= Philip Steegman =

British portrait painter (1903–1952)

Philip Steegman (1903–1952) was a portrait painter, sculptor, writer and illustrator.

==Biography==
Philip Steegman was born in 1903, the son of Edward John Steegmann, a bacteriologist in the Royal Navy. His older brother was John Steegman, a writer on art and architecture.

In 1926 he took the portrait of David Stuart Horner, currently at the Brighton Museum & Art Gallery and in 1931 that of W. Somerset Maugham, currently at the National Portrait Gallery in London.

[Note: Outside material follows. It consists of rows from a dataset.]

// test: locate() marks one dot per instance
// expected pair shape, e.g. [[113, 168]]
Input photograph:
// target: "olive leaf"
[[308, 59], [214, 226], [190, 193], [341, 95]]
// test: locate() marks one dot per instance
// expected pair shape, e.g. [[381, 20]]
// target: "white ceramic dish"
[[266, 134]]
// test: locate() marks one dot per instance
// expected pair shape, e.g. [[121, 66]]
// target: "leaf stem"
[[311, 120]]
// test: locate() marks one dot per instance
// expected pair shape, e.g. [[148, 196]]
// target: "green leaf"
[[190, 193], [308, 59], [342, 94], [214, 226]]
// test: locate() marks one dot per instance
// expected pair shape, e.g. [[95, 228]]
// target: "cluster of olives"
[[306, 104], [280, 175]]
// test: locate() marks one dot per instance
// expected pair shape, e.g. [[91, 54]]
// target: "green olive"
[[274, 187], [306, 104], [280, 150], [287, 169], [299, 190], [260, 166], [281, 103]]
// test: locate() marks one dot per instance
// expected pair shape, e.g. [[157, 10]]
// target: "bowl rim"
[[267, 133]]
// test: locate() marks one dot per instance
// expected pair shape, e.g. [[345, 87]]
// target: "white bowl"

He had his First Exhibition at the Claridge Gallery's in 1932.

In the later 1930s, Steegman travelled in India and from the experience he wrote the book Indian Ink (1940).

Philip Steegman died in 1952, in New Orleans; his wife Elizabeth in 1967.

In 1966, Elizabeth Steegman donated The Chinese Chef (Portrait of Hing) to the New Orleans Jazz Museum, one of her late husband's most valued canvasses. The portrait dated back 1932 and it was painted by Philip Steegman at Aston Rowant, Oxfordshire. The model was the Steegman's houseboy at that time, Hing. In 2012 the portrait, initially estimated between £6,000 and £8,000, was sold at £11,250 (£ in dollars) at an auction by Christie's.